Deutsche Bank et Commerzbank s’apprêtent à réaliser ce qui passait pour impossible il y a tout juste quelques mois : la création en Europe d’une banque encore plus systémique à l’échelle mondiale. Voulu par Berlin en dépit de son coût social et politique, le projet cache, sous le terme galvaudé de « champion national », un sauvetage public déguisé de la première banque allemande et une tentative protectionniste de mettre son dauphin et sa belle clientèle d’entreprises du Mittelstand à l’abri d’appétits étrangers. Aussi fragile puisse sembler le modèle économique du nouvel ensemble, ce mariage, s’il se concrétise, aura des conséquences sur la consolidation de l’industrie.
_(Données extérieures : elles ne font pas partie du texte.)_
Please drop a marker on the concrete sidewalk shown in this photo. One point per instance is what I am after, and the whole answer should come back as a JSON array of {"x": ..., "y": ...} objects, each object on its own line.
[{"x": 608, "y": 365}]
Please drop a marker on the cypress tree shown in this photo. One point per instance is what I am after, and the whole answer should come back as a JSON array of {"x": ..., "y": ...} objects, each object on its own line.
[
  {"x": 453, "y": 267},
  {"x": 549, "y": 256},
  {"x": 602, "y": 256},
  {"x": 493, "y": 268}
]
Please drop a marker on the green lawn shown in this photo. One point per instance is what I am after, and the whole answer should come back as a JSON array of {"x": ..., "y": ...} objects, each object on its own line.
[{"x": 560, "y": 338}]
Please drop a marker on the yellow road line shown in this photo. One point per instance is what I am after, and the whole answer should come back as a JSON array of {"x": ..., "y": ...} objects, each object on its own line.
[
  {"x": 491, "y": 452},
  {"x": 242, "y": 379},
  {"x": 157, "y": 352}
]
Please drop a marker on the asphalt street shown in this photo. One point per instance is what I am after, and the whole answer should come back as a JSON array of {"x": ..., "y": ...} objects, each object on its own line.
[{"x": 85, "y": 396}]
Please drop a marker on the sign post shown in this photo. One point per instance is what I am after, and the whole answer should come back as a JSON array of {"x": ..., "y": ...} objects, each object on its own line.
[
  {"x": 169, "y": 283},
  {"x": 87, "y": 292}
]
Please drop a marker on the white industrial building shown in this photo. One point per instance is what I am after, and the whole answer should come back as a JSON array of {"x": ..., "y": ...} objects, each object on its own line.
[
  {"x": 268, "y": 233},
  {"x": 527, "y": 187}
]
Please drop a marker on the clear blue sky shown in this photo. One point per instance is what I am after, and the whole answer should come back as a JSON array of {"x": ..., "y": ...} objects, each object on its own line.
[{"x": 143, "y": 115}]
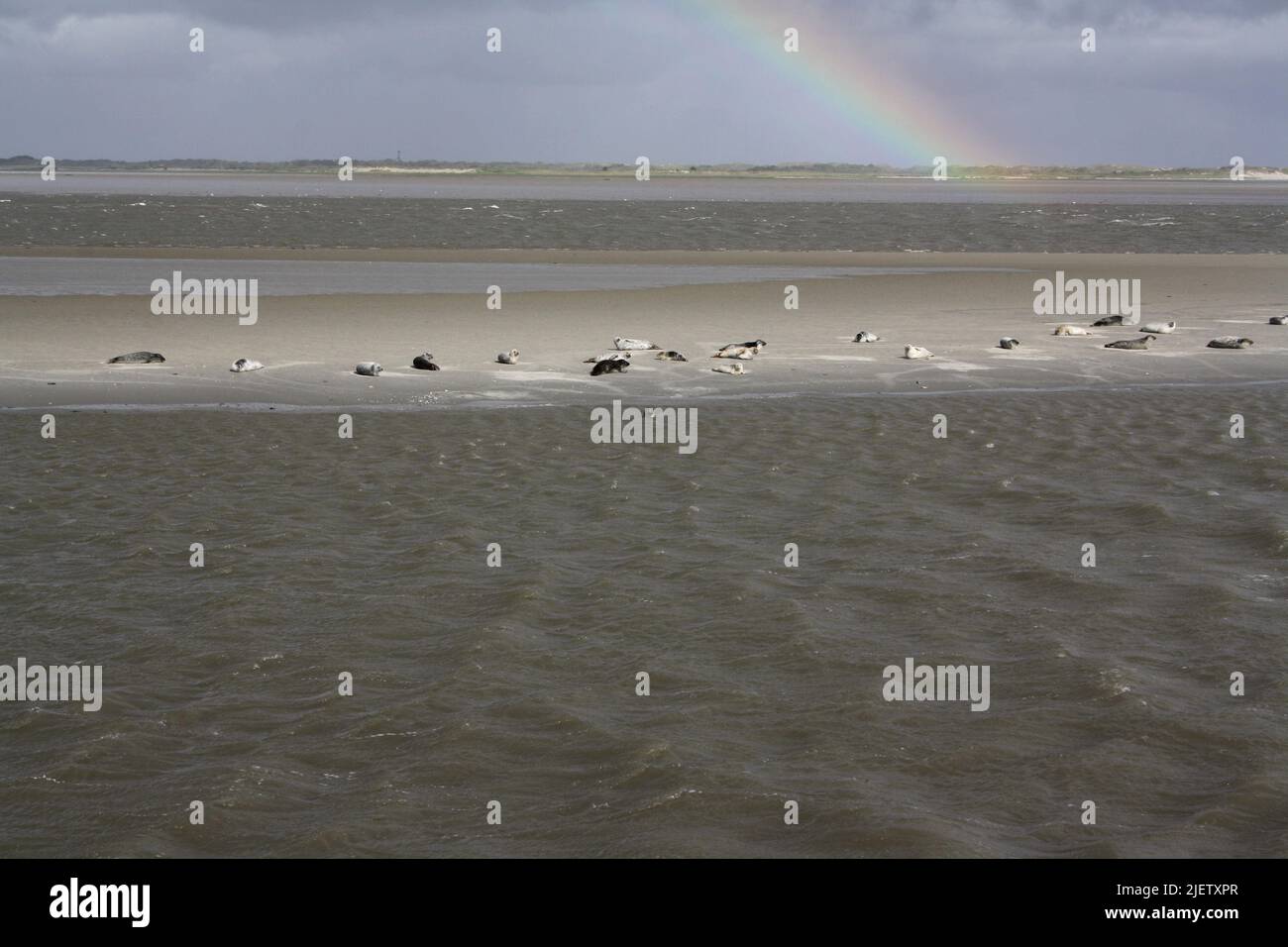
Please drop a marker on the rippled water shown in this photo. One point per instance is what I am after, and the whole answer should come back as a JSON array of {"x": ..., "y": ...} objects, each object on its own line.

Même si les banquiers et les superviseurs se montrent toujours aussi réservés vis-à-vis des rapprochements transnationaux en Europe, que les contraintes de solvabilité et de liquidité découragent, un rachat de Commerzbank par un acteur non domestique aurait sans doute déclenché des répliques à brève échéance. Par son caractère national, dans un marché allemand à la rentabilité étique, la fusion à l’étude n’oblige en rien les autres banques européennes à lancer à leur tour les grandes manœuvres. Mieux, la lourde et longue restructuration annoncée leur ouvre la perspective de nouveaux gains de parts de marché et, le cas échéant, d’une croissance externe bienvenue. Le gestionnaire d’actifs DWS, pour lequel Amundi a déjà manifesté dans le passé son intérêt, la banque polonaise mBank et le réseau de détail de Deutsche Bank en Italie, n’auront aucun mal à trouver preneur si leurs propriétaires devaient se résoudre à les mettre en vente.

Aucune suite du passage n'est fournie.